A dictionary is given, where different keys correspond to different size vectors. It is necessary to find the difference between each value of one key and each value of the others. The structure of the dictionaries varies depending on the incoming dataset. Ie. The algorithm should work with different sizes of values. More precisely, the dictionary stores the indices of points that are centroids, and the values of the vectors - indices of points that belong to this cluster. If this information somehow helps :) Tried to use broadcasting.

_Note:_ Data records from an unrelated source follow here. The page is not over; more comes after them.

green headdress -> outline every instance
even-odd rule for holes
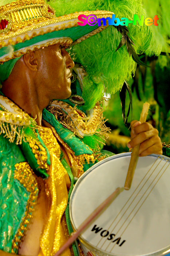
[[[131,39],[138,53],[159,55],[161,47],[150,26],[130,24],[128,36],[127,30],[121,30],[119,26],[79,26],[78,16],[112,18],[115,13],[120,19],[124,17],[131,20],[134,14],[146,18],[142,3],[142,0],[55,0],[47,4],[44,0],[19,0],[2,6],[0,63],[56,43],[70,46],[74,60],[82,64],[88,74],[83,81],[82,96],[84,109],[90,109],[104,92],[111,94],[120,90],[124,80],[134,72],[136,64],[131,56],[132,53],[134,57],[135,51]],[[123,46],[116,51],[120,42],[120,46]],[[0,76],[1,73],[0,67]]]

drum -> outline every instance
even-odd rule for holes
[[[123,187],[130,153],[94,165],[77,182],[70,198],[75,230],[118,187]],[[170,253],[170,158],[139,157],[132,184],[79,237],[86,256],[158,256]]]

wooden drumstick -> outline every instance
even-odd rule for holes
[[[141,123],[146,121],[150,106],[150,104],[147,102],[144,103],[143,104],[140,118],[140,121]],[[124,186],[124,189],[126,190],[129,190],[131,187],[139,158],[139,147],[140,144],[134,147],[131,154],[130,163]]]
[[[79,227],[78,230],[72,233],[71,236],[68,238],[67,242],[55,254],[54,256],[59,256],[67,247],[69,246],[78,237],[80,234],[87,227],[88,225],[105,208],[109,203],[114,200],[117,196],[124,190],[124,188],[118,188],[107,198],[99,206],[98,206],[88,217],[87,219]]]

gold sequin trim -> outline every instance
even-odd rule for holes
[[[35,135],[36,135],[35,133]],[[49,165],[47,163],[47,154],[46,148],[42,146],[38,139],[36,140],[29,137],[27,138],[27,139],[29,147],[37,160],[39,168],[45,169],[48,171],[49,169]]]
[[[39,191],[33,172],[28,163],[22,162],[17,163],[15,165],[15,167],[14,178],[23,184],[27,191],[30,193],[30,195],[26,207],[25,216],[12,242],[12,254],[16,254],[17,253],[21,238],[28,229],[28,224],[32,218],[32,213],[36,203]]]
[[[76,175],[75,176],[79,178],[84,173],[83,166],[80,161],[81,159],[79,159],[77,156],[75,155],[75,153],[73,150],[60,138],[54,128],[51,124],[44,120],[43,120],[43,122],[46,126],[50,128],[52,131],[54,136],[56,138],[58,141],[63,146],[64,150],[66,150],[66,151],[67,151],[67,154],[68,155],[69,159],[70,159],[69,155],[69,154],[70,155],[70,157],[71,158],[72,157],[73,158],[74,160],[75,161],[75,163],[78,170],[78,173],[76,173]],[[71,160],[71,162],[72,162]]]
[[[10,142],[13,143],[16,139],[16,144],[21,144],[23,139],[26,140],[24,129],[31,125],[33,128],[37,126],[35,119],[30,117],[26,113],[20,109],[16,105],[6,97],[0,95],[2,103],[4,102],[12,109],[15,113],[11,113],[0,103],[0,135],[9,139]]]
[[[53,135],[50,129],[39,126],[37,129],[39,134],[42,138],[49,150],[52,151],[55,155],[60,158],[61,151],[60,146],[55,137]]]
[[[167,145],[165,142],[162,142],[162,147],[170,148],[170,144],[167,144]]]
[[[77,155],[77,157],[83,165],[84,165],[86,163],[94,163],[96,160],[93,154],[88,155],[88,154],[84,154],[83,155]]]

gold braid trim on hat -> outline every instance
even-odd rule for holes
[[[17,253],[22,238],[28,229],[28,225],[32,218],[32,212],[35,210],[39,191],[33,171],[28,163],[24,162],[16,163],[15,168],[14,178],[19,181],[30,194],[26,206],[25,215],[12,242],[12,254]]]
[[[88,123],[84,121],[87,119],[85,113],[79,111],[76,106],[73,108],[66,102],[57,100],[51,101],[50,104],[56,106],[48,106],[47,110],[54,115],[64,127],[79,138],[83,137],[79,131],[84,134],[96,134],[104,140],[106,140],[103,137],[103,135],[107,139],[108,138],[108,133],[110,132],[110,129],[105,124],[107,120],[104,120],[103,110],[99,102],[97,102],[94,107],[93,116]],[[105,144],[100,140],[100,142]]]
[[[47,47],[51,45],[55,45],[56,44],[63,45],[64,48],[67,48],[72,43],[72,40],[70,38],[60,38],[59,39],[54,39],[51,41],[49,41],[45,44],[41,44],[37,45],[33,45],[32,46],[25,47],[24,49],[19,50],[18,51],[14,52],[10,57],[5,57],[3,59],[0,60],[0,64],[2,64],[5,61],[8,61],[13,59],[20,57],[22,55],[35,51],[41,49],[44,47]]]

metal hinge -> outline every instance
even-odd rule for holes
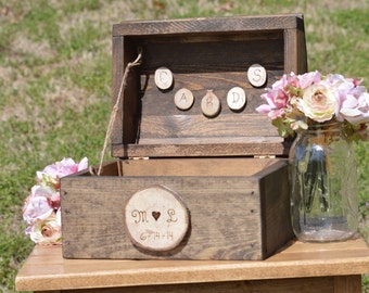
[[[254,155],[254,158],[276,158],[276,155]]]

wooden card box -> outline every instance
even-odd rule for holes
[[[129,72],[101,176],[62,178],[66,258],[265,259],[293,238],[289,143],[255,109],[284,72],[307,71],[301,15],[125,22],[113,26],[113,104]],[[253,64],[267,82],[247,79]],[[155,71],[170,69],[161,90]],[[227,93],[246,93],[233,111]],[[194,103],[179,110],[175,93]],[[207,90],[220,101],[203,114]],[[263,158],[263,157],[266,158]],[[270,158],[275,156],[275,158]]]

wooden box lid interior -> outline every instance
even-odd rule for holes
[[[239,16],[170,21],[131,21],[113,26],[113,104],[124,71],[141,52],[141,64],[126,80],[114,122],[115,157],[287,155],[267,115],[255,109],[260,94],[283,73],[307,71],[302,15]],[[262,65],[267,81],[253,86],[247,71]],[[165,67],[173,85],[162,90],[155,71]],[[240,87],[246,95],[241,110],[231,110],[227,94]],[[189,110],[176,106],[178,90],[194,97]],[[204,115],[208,90],[220,101],[214,117]]]

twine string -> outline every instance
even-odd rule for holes
[[[92,174],[92,175],[98,175],[98,176],[101,175],[102,165],[103,165],[103,162],[104,162],[109,140],[110,140],[112,131],[113,131],[116,114],[118,113],[118,110],[119,110],[119,104],[120,104],[120,101],[122,101],[122,93],[123,93],[123,90],[127,86],[128,73],[133,66],[138,66],[138,65],[141,64],[141,59],[142,59],[142,50],[141,50],[141,48],[139,48],[137,59],[133,62],[129,62],[127,64],[126,68],[125,68],[125,72],[124,72],[124,75],[123,75],[123,78],[122,78],[122,82],[120,82],[120,87],[119,87],[118,97],[117,97],[116,102],[113,106],[111,118],[110,118],[110,122],[109,122],[109,126],[107,126],[107,130],[106,130],[106,135],[105,135],[105,140],[104,140],[104,145],[103,145],[103,149],[101,151],[99,169],[98,169],[98,173],[96,174],[93,168],[90,168],[90,174]]]

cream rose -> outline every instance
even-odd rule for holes
[[[297,109],[315,122],[330,120],[335,112],[336,94],[323,82],[311,85],[304,90],[303,97],[297,100]]]

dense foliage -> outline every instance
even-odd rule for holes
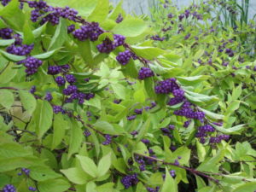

It worked on a toy example, but not on a real one.
in: a = [5, 6, 6, 6, 7] b = [4,3,4,5,6,7,8,9,0,5,2,46] Centroids = defaultdict(list) for i, j in zip(a, b): Centroids[i].append(j) Centroids out: defaultdict(list, {5: [4], 6: [3, 4, 5], 7: [6]}) in: k = [] for i in list(Centroids.values()): k.append(np.array(i)) print(np.array(k)) a = [] for i in range(3): for j in range(3): a.append(k[i] - k[j]) print(a) out: [array([4]) array([3, 4, 5]) array([6])] [array([0]), array([ 1, 0, -1]), array([-2]), array([-1, 0, 1]), array([0, 0, 0]), array([-3, -2, -1]), array([2]), array([3, 2, 1]), array([0])] This is an example that did not work:
in: k = centers(data) out: [array([ 1, 2, 3, 4, 5, 6, 7, 8, 9, 10, 11, 12, 13, 14, 15, 16, 17, 18, 19, 20, 64, 65, 67, 68, 69, 70, 71, 72, 75]), array([21, 22, 23, 24, 25, 26, 27, 28, 29, 30, 31, 32, 33, 34, 35, 36, 37, 38, 39, 40]), array([41, 42, 43, 44, 45, 46, 47, 48, 49, 50, 51, 52, 53, 54, 55, 56, 57, 58, 73, 74]), array([59, 60, 63, 66]), array([61, 62])] in: a = [] for i in range(5): for j in range(5): a.append(k[i] - k[j]) Departure error:
ValueError: operands could not be broadcast together with shapes (29,) (20,) The question is, how can this difference be found? Above, I brought my failed attempts. Thank you in advance.